Sozialhilfebezüger in Emmen werden von Beginn weg darüber aufgeklärt, dass sie mit einer Überprüfung durch den Inspektor rechnen müssen, wenn ein entsprechender Verdacht vorliege.
Bis heute seien bei Observationen keine technischen Mittel wie Foto- oder Filmkameras eingesetzt worden. Der Inspektor erhält die Aufträge nicht direkt von Sozialarbeitern. Diese müssen einen Antrag an die Direktion stellen, die dann entscheidet.
Anders werden verdächtige Bezüger in Olten und in Grenchen überwacht. Die Gemeinden arbeiten mit dem privaten Überprüfungsdienst SoWatch zusammen, der vom ausgebildeten Sozialarbeiter Ulrich Bohren gegründet wurde. Das Einmannunternehmen nimmt Observationsaufträge von Vertragsgemeinden entgegen, beauftragt damit aber Privatdetektive. «Auf diese Weise ist eine klare Trennung zwischen Sozialarbeiter und Überwacher garantiert», sagt Bohren, der nicht als Vermittlungsdienst für Privatdetektive verstanden werden will. «Wir arbeiten nur mit Gemeinden zusammen, die einen Rahmenvertrag unterzeichnet haben.» Dazu gehört auch die Aufklärung der Fürsorgebezüger über eine mögliche Überwachung. Aufträge werden auch bei SoWatch nicht von einzelnen Sozialarbeitern, sondern von der vorgesetzten Behörde entgegengenommen.
Polizisten statt Detektive
In der Stadt Zürich zeichnet sich auf politischer Ebene eine Mehrheit für eine Überwachungsmöglichkeit von Fürsorgebezügern ab. Während Sozialvorsteherin Monika Stocker dies grundsätzlich ablehnt, haben sich SVP und die FDP dafür ausgesprochen. Die SVP lanciert eine entsprechende Volksinitiative, und die FDP wird morgen Mittwoch eine Motion mit ähnlichem Inhalt im Gemeinderat einreichen. Auch Koni Loepfe, Präsident der städtischen SP, spricht sich für verdeckte Ermittler aus. Er will das Anliegen in die städtische Sozialbehörde einbringen, deren Mitglied er ist. Das fünfzehnköpfige Gremium tagt heute Dienstag.

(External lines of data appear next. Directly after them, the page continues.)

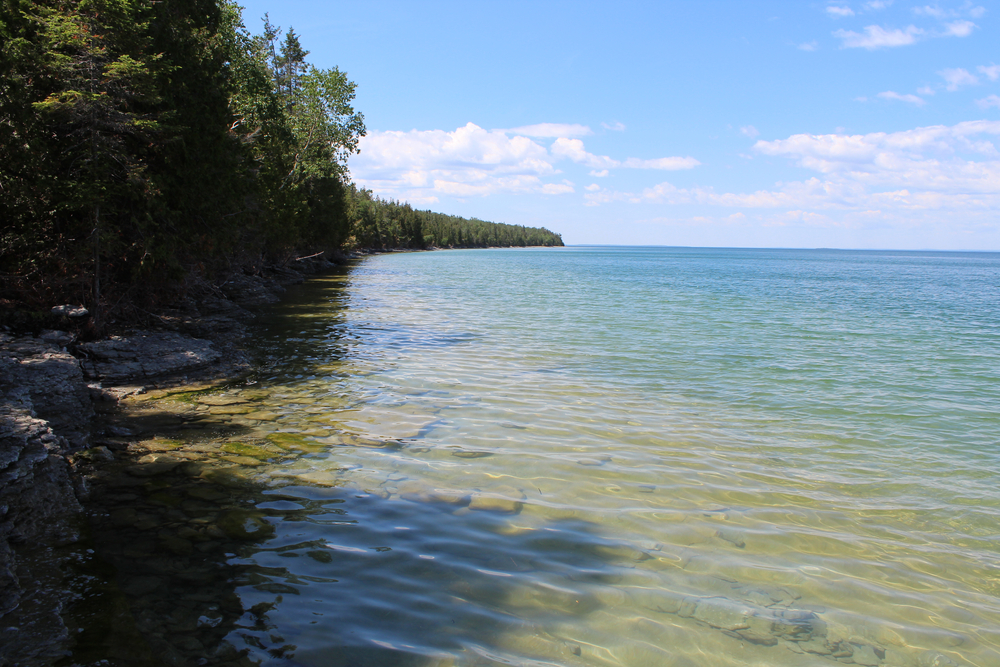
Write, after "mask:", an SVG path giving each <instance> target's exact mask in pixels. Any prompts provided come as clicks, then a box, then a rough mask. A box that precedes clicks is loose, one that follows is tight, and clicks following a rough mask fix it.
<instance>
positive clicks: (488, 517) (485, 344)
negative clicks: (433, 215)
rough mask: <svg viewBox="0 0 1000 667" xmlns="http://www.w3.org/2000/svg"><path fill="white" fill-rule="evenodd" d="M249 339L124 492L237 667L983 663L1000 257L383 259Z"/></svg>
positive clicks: (562, 256) (263, 327)
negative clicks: (189, 588)
mask: <svg viewBox="0 0 1000 667" xmlns="http://www.w3.org/2000/svg"><path fill="white" fill-rule="evenodd" d="M256 339H257V342H258V343H259V345H260V348H261V350H262V351H263V354H264V361H263V363H262V367H261V370H260V372H259V373H258V375H257V376H256V377H255V381H254V382H253V383H251V384H248V385H245V386H240V387H234V388H231V389H228V390H226V391H223V392H219V393H217V394H215V395H212V396H209V397H207V398H205V397H202V398H198V399H197V400H196V401H195V402H194V403H193V405H195V406H196V407H192V408H188V409H189V410H190V413H189V414H188V416H187V417H185V419H186V422H185V424H186V426H185V428H184V430H176V433H180V434H181V435H176V433H175V435H168V437H172V438H179V439H178V440H176V441H173V442H172V443H171V444H169V445H168V446H165V447H164V449H165V450H169V451H170V452H171V453H170V455H171V456H176V457H180V459H177V460H181V459H183V460H184V461H185V463H183V465H182V466H181V467H177V468H170V469H169V474H172V475H174V476H175V477H173V478H170V480H169V481H166V482H162V483H160V484H159V485H158V486H156V488H155V489H154V488H153V487H150V486H148V484H147V487H144V489H145V490H144V491H143V493H145V494H147V496H144V497H149V496H148V494H150V493H159V494H161V495H160V496H159V497H161V499H162V498H167V496H163V494H164V493H165V492H168V491H171V489H173V491H172V492H173V493H176V494H180V495H179V496H177V498H180V497H183V498H184V499H185V500H184V501H183V502H181V500H179V499H178V500H177V502H174V501H169V502H168V501H167V500H163V505H164V506H170V507H172V508H174V509H173V510H171V511H174V512H175V514H176V516H174V518H173V519H172V520H174V521H175V522H184V521H189V522H190V521H200V522H201V524H204V525H201V524H199V525H194V524H191V526H193V528H191V530H192V532H191V533H190V534H189V535H188V538H185V539H188V540H189V541H190V543H191V544H194V545H195V546H194V549H195V552H197V550H199V549H200V550H201V551H202V552H204V553H206V554H214V555H212V556H211V558H212V559H214V560H213V563H214V565H213V566H214V567H216V568H217V569H218V570H219V571H223V572H226V573H227V574H226V575H225V576H226V582H227V583H226V584H225V586H228V587H229V591H230V592H229V593H227V594H230V595H231V596H232V597H233V598H234V599H235V600H238V604H237V603H236V602H232V603H231V605H230V606H231V607H232V608H233V609H236V611H232V612H230V613H229V615H228V616H227V615H226V613H225V609H222V610H221V611H220V610H218V609H217V610H216V611H217V614H216V616H217V617H218V618H219V619H222V620H223V621H224V622H223V623H221V625H220V624H219V623H216V625H211V623H209V622H208V621H205V622H202V621H201V620H199V623H200V625H198V628H201V629H202V630H204V629H205V627H206V626H208V625H211V627H212V628H214V631H215V635H214V639H212V640H211V641H209V640H208V639H205V637H203V636H202V635H197V636H198V637H199V639H198V641H200V642H201V644H202V645H204V646H208V645H209V644H210V643H211V642H212V641H214V642H217V643H218V644H219V645H225V646H227V647H230V648H233V649H235V650H238V651H243V654H244V655H243V657H242V658H234V657H232V655H230V654H231V651H230V654H226V655H229V658H231V659H233V660H237V659H239V660H243V661H244V662H243V663H241V664H249V663H250V662H257V663H259V664H266V665H303V666H306V665H309V666H312V665H316V666H320V665H621V666H629V667H632V666H636V667H638V666H646V665H650V666H652V665H676V666H677V667H691V666H701V665H705V666H713V667H714V666H725V665H732V666H736V665H762V666H763V665H768V666H785V665H788V666H805V665H815V666H826V665H832V664H834V663H836V662H838V661H839V662H841V663H848V664H850V663H853V664H861V665H892V666H900V667H930V666H932V665H936V666H946V665H960V666H963V667H964V666H986V665H997V664H1000V484H998V482H1000V255H997V254H977V253H929V252H928V253H915V252H847V251H833V250H829V251H827V250H810V251H806V250H802V251H797V250H736V249H673V248H565V249H544V250H542V249H525V250H476V251H472V250H470V251H441V252H432V253H407V254H391V255H381V256H375V257H370V258H367V259H364V260H362V261H359V262H357V263H356V264H354V265H353V266H352V267H351V268H350V269H348V270H347V271H345V272H344V273H342V274H337V275H332V276H328V277H324V278H319V279H316V280H313V281H311V282H309V283H307V284H306V285H303V286H301V287H299V288H297V289H296V290H295V291H293V292H292V293H290V294H289V298H288V299H287V300H286V301H285V302H283V303H282V304H280V305H279V306H276V307H275V308H274V309H272V310H271V311H270V312H269V314H268V315H267V316H266V317H263V318H262V319H261V321H260V326H259V330H258V333H257V336H256ZM196 417H197V419H195V418H196ZM192 420H194V421H192ZM195 422H197V423H196V424H194V423H195ZM193 424H194V425H196V426H197V425H200V426H199V427H198V428H191V427H192V425H193ZM178 428H179V427H178ZM161 435H162V434H161ZM234 441H238V442H239V443H240V445H241V446H243V447H244V448H245V449H244V450H239V451H237V449H238V448H237V449H234V448H233V447H232V443H233V442H234ZM221 443H229V454H230V455H229V456H228V458H225V457H221V458H220V457H219V456H217V455H218V453H219V451H220V449H219V448H220V447H221V446H222V444H221ZM253 448H256V449H253ZM198 456H200V457H201V459H198ZM175 463H176V461H175ZM179 471H180V472H179ZM182 473H183V474H182ZM145 474H146V473H143V475H145ZM227 476H228V477H227ZM133 477H135V475H133ZM129 479H131V478H129ZM138 479H142V480H146V479H149V477H148V475H147V476H146V477H142V476H139V477H138ZM227 479H228V480H230V481H229V482H227V484H228V486H226V485H225V484H223V482H225V480H227ZM233 479H236V480H239V481H237V482H235V483H234V482H232V481H231V480H233ZM219 484H222V486H219ZM213 485H215V486H213ZM223 487H225V488H228V489H234V488H238V489H240V490H239V491H238V493H239V494H242V495H241V496H240V499H239V501H238V502H236V501H229V500H217V501H213V502H216V503H217V506H216V507H214V508H213V507H211V506H204V505H201V506H198V507H194V508H193V509H192V510H191V511H187V510H186V509H185V508H186V507H187V506H188V505H185V504H184V503H189V504H190V502H191V497H192V496H196V497H197V498H201V499H204V498H207V497H208V496H209V495H211V493H217V495H218V489H221V488H223ZM185 493H186V494H188V495H184V494H185ZM227 493H228V492H227ZM232 493H237V492H236V491H233V492H232ZM199 494H200V495H199ZM226 502H231V503H235V504H232V505H230V506H226V505H225V503H226ZM171 503H173V504H171ZM237 505H238V507H239V509H237ZM178 507H179V508H180V509H177V508H178ZM192 507H193V506H192ZM181 510H184V512H181ZM149 511H150V512H152V510H149ZM185 512H186V514H185ZM199 512H200V513H199ZM227 512H228V513H229V514H227ZM233 512H244V514H236V515H234V514H233ZM233 516H237V518H239V520H241V521H243V522H244V523H243V526H244V528H245V529H246V531H247V533H248V535H246V536H243V537H242V541H240V539H237V538H239V537H240V536H238V535H236V536H234V532H233V530H231V529H228V528H227V527H226V524H225V523H224V522H225V521H226V520H229V519H232V517H233ZM185 517H186V518H185ZM192 517H193V518H192ZM226 517H229V519H227V518H226ZM164 521H165V520H161V524H160V526H158V527H157V528H155V530H160V537H159V539H160V540H166V539H168V538H167V537H164V536H163V528H162V525H163V522H164ZM248 522H249V523H248ZM254 522H256V523H254ZM154 523H155V521H154ZM230 523H231V521H230ZM150 525H152V524H150ZM171 525H172V524H171ZM185 525H188V524H185ZM215 525H217V526H222V528H223V529H224V530H223V531H222V532H220V531H219V530H218V529H217V528H216V529H214V530H215V533H214V534H217V535H220V537H219V540H221V541H218V542H211V540H209V538H208V537H205V536H206V535H209V534H210V531H211V530H213V528H212V526H215ZM189 527H190V526H189ZM171 530H181V529H180V528H176V529H171ZM198 531H201V533H199V532H198ZM206 531H208V532H206ZM237 532H238V531H237ZM223 533H225V534H226V535H227V536H228V538H226V539H230V540H235V541H234V542H232V543H228V542H225V541H224V538H223V537H221V535H222V534H223ZM196 534H199V535H202V537H203V538H204V539H202V538H198V537H196ZM171 535H173V534H172V533H171ZM169 539H176V538H175V537H171V538H169ZM213 544H214V545H215V546H211V545H213ZM206 545H208V546H206ZM178 549H180V550H181V551H184V550H185V547H183V545H181V546H179V547H178ZM184 557H185V558H188V559H190V558H191V556H190V555H188V556H184ZM109 558H110V556H109ZM185 562H187V561H185ZM164 567H166V566H164ZM171 568H173V569H171ZM168 570H169V571H168ZM164 572H167V573H166V574H164V575H162V576H164V577H167V578H169V577H177V576H180V575H178V574H176V572H177V566H176V565H171V566H170V568H167V569H166V570H164ZM155 583H156V582H150V583H149V584H148V586H153V587H154V588H155V585H154V584H155ZM130 585H132V584H123V587H124V588H125V589H128V587H129V586H130ZM175 590H176V589H175ZM148 595H149V593H148V592H147V596H148ZM136 599H138V598H136ZM133 604H137V603H133ZM150 604H152V603H150ZM204 604H208V602H205V603H204ZM224 606H225V605H223V607H224ZM251 608H254V609H256V610H257V611H255V612H253V613H245V614H244V613H242V611H240V610H249V609H251ZM199 609H200V608H199ZM193 613H194V612H193ZM197 613H198V614H202V616H203V617H204V618H209V620H211V618H215V617H212V616H211V613H209V612H205V611H204V609H201V610H200V611H197ZM213 613H215V612H213ZM204 614H209V615H208V616H204ZM241 614H242V615H241ZM199 618H201V617H199ZM171 632H174V634H173V635H170V634H169V633H167V634H166V635H164V637H165V639H164V641H166V642H168V643H169V642H174V643H175V644H177V643H178V642H180V641H181V640H180V639H177V636H183V637H194V636H196V633H197V630H195V629H191V630H184V631H181V630H172V631H171ZM185 633H186V634H185ZM183 637H182V638H183ZM192 650H193V649H192ZM213 650H216V654H218V655H222V654H223V653H219V650H218V649H213ZM205 652H206V653H207V652H208V649H207V648H206V649H205ZM213 655H215V654H213ZM229 658H227V659H229ZM220 660H221V658H220ZM234 664H235V663H234Z"/></svg>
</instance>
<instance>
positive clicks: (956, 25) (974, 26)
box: [944, 21, 976, 37]
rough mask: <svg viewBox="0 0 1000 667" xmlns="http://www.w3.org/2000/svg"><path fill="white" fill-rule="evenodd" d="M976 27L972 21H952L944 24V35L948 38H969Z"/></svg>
mask: <svg viewBox="0 0 1000 667" xmlns="http://www.w3.org/2000/svg"><path fill="white" fill-rule="evenodd" d="M975 27H976V24H975V23H973V22H972V21H952V22H951V23H945V24H944V34H945V36H947V37H968V36H969V35H971V34H972V29H973V28H975Z"/></svg>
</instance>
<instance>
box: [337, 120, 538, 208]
mask: <svg viewBox="0 0 1000 667" xmlns="http://www.w3.org/2000/svg"><path fill="white" fill-rule="evenodd" d="M360 149H361V152H360V153H359V155H357V156H356V157H354V158H352V159H351V172H352V173H353V174H354V177H355V180H357V181H358V183H359V184H361V185H363V186H364V187H369V188H372V189H373V190H376V191H378V192H380V193H383V194H387V195H391V196H401V195H404V194H405V196H406V197H407V199H409V200H411V201H423V202H428V201H433V200H434V198H435V197H436V195H437V194H449V195H454V196H460V197H464V196H484V195H489V194H494V193H497V192H545V185H546V184H544V183H543V182H542V180H541V177H543V176H549V175H552V174H555V173H556V169H555V167H553V165H552V157H551V156H550V155H549V153H548V151H546V150H545V148H544V147H543V146H540V145H538V144H537V143H535V142H534V141H532V140H531V139H529V138H527V137H523V136H514V137H510V136H507V134H506V133H505V132H504V131H503V130H484V129H483V128H481V127H479V126H477V125H475V124H473V123H469V124H467V125H465V126H464V127H460V128H458V129H456V130H455V131H453V132H445V131H444V130H426V131H421V130H411V131H409V132H400V131H388V132H379V131H372V132H369V134H368V136H366V137H364V138H362V139H361V142H360Z"/></svg>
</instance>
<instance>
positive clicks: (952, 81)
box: [938, 67, 979, 91]
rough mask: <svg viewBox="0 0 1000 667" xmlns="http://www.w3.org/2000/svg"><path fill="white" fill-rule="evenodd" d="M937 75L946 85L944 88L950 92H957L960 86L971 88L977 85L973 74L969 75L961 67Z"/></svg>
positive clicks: (967, 70) (956, 67) (948, 70)
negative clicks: (939, 76) (952, 91)
mask: <svg viewBox="0 0 1000 667" xmlns="http://www.w3.org/2000/svg"><path fill="white" fill-rule="evenodd" d="M938 74H940V75H941V78H942V79H944V80H945V83H946V84H947V85H946V86H945V87H946V88H947V89H948V90H951V91H955V90H958V89H959V88H961V87H962V86H972V85H975V84H977V83H979V79H978V78H977V77H976V75H975V74H970V73H969V71H968V70H965V69H962V68H961V67H954V68H949V69H943V70H941V71H940V72H938Z"/></svg>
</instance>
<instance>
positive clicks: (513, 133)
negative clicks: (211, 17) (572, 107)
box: [498, 123, 593, 138]
mask: <svg viewBox="0 0 1000 667" xmlns="http://www.w3.org/2000/svg"><path fill="white" fill-rule="evenodd" d="M498 131H500V132H507V133H509V134H519V135H522V136H525V137H542V138H546V137H585V136H587V135H588V134H593V132H592V131H591V129H590V128H589V127H587V126H586V125H571V124H568V123H538V124H536V125H524V126H523V127H514V128H511V129H509V130H498Z"/></svg>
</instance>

Auf kantonaler Ebene wird die Entwicklung mit Skepsis beobachtet. «Wir sind grundsätzlich gegen den Einsatz von Sozialdetektiven», sagt Ruedi Hofstetter, Leiter des kantonalen Sozialamtes. Das Abklären, ob jemand rechtmässig Leistungen beziehe, sei eine zentrale Aufgabe der Sozialarbeiter. «Wenn schon, müsste hier investiert werden, um die interne Kontrolle zu verbessern.» Und wo ein begründeter Verdacht auf betrügerische Leistungsbezüge vorliege, sei eine Anzeige bei der Polizei das einzig richtige Vorgehen. Nur die Untersuchungsbehörden verfügten letztlich über die nötigen Kompetenzen, einen solchen Fall korrekt zu untersuchen.